Além de dar preferência a alimentos naturais e nutritivos, os consumidores estão desenvolvendo um olhar abrangente, preocupando-se com o impacto dos seus hábitos alimentares no meio ambiente.

Eduardo classifica o movimento como positivo e vê o mercado com grandes potencialidades de crescimento. “As consciências ecológicas e ambientais têm mudado. Se conseguirem fazer algo chamativo pode ser uma grande tendência. A fome é uma questão global. Então, até no âmbito mundial, a partir da hora em que não há exagero no consumo e que se consegue reaproveitar, não comprando de uma maneira desenfreada, você está praticando uma gastronomia sustentável. Uma nova consciência sobre a alimentação nos faz consumir menos de forma equilibrada, mais saudável e consciente.

Aplicabilidade

Os benefícios da gastronomia sustentável são muitos. Vão desde a diminuição da emissão de gases do efeito estufa, economia de energia, proteção das espécies, tanto animal como vegetal em extinção, como a valorização da produção local, reaproveitamento, dentre outros. Mas, de acordo com o chef, apesar das inúmeras qualidades, a gastronomia sustentável, propriamente dita, está longe de ser implementada em sua totalidade.

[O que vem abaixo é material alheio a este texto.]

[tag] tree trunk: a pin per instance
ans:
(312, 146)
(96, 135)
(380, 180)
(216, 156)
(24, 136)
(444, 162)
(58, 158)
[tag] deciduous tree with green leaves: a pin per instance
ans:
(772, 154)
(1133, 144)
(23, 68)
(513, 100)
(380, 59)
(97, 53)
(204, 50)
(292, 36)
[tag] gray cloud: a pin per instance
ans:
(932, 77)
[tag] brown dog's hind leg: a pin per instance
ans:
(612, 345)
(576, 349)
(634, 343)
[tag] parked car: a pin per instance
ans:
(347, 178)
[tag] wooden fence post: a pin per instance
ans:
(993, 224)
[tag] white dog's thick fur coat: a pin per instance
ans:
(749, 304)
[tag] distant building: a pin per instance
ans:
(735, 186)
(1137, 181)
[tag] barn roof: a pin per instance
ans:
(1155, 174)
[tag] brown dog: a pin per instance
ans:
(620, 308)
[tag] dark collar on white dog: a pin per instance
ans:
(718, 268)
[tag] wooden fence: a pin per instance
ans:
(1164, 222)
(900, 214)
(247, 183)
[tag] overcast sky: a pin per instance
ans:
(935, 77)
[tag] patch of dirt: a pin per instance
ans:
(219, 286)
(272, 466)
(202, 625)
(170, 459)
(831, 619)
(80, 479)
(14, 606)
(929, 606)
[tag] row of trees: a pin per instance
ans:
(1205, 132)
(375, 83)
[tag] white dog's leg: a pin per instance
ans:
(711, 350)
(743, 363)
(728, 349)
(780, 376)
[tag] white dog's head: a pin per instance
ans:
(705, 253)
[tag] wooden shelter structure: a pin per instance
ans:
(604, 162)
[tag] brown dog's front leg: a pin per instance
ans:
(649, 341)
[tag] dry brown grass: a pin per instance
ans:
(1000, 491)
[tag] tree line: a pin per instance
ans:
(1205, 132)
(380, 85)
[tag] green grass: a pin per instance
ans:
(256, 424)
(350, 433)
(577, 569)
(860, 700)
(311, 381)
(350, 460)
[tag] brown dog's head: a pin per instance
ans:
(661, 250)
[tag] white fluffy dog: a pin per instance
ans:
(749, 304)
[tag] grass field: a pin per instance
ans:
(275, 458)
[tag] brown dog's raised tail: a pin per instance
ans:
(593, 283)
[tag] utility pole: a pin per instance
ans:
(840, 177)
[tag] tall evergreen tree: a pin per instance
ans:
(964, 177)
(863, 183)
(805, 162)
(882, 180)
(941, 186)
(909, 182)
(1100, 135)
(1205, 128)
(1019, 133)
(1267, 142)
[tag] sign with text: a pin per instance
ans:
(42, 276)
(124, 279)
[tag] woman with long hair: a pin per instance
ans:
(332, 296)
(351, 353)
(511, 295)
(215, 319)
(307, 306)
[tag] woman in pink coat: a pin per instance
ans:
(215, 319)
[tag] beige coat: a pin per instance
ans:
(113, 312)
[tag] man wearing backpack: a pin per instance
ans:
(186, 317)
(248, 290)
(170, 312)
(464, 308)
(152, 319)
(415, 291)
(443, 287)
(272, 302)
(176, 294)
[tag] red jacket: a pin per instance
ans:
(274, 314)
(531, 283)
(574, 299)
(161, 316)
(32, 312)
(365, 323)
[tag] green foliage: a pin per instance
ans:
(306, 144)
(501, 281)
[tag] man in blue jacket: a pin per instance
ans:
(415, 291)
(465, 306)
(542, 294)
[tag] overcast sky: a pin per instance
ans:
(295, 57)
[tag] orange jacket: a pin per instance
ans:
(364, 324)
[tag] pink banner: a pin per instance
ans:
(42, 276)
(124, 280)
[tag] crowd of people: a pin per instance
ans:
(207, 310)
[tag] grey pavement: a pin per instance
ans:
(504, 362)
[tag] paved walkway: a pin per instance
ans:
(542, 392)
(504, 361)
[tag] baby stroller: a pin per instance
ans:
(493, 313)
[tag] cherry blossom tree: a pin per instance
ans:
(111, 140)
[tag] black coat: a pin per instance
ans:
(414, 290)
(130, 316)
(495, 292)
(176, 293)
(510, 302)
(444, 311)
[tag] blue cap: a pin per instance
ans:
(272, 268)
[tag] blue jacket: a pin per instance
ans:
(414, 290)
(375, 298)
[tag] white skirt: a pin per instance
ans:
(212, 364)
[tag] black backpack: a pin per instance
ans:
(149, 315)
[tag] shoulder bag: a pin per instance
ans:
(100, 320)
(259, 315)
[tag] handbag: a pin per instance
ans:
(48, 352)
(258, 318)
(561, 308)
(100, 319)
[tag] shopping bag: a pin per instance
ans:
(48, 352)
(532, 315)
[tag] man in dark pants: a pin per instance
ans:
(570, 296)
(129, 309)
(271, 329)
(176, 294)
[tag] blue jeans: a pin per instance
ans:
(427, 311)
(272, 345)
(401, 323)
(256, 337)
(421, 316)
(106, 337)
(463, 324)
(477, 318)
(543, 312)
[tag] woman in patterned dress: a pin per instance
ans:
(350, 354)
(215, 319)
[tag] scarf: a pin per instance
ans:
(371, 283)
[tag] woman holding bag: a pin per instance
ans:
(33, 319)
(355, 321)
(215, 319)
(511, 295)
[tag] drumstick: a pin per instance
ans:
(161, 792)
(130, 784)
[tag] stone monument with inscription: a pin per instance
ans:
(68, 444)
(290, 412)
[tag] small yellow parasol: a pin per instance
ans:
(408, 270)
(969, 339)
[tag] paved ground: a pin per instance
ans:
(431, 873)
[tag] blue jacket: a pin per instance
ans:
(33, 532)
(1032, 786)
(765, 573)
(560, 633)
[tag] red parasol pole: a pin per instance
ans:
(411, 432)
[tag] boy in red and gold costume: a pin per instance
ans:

“Ainda estamos muito distantes de uma realidade onde se aplica a integralidade de uma gastronomia sustentável. As próprias faculdades de gastronomia ainda não pensam em compostagem, por exemplo. Existe um restaurante em São Paulo onde se servem pratos com talos, raízes com brotos, alimentos que até então não se pensava em utilizar. Concluindo, existem alguns restaurantes que trabalham sim com gastronomia sustentável, porém o número é irrisório. Muito mais uma tentativa do que uma realidade, pois ainda assim se perde muita coisa. Mas, de todo jeito, é válido”.

Eduardo ainda complementa que para que todas as mudanças sejam aplicadas de fato dentro da gastronomia sustentável é essencial uma ampliação da compreensão do termo. “Mudar de comportamento, pensar em uma questão ambiental mais abrangente demanda tempo, conscientização e não é algo que acontece da noite para o dia”, finaliza.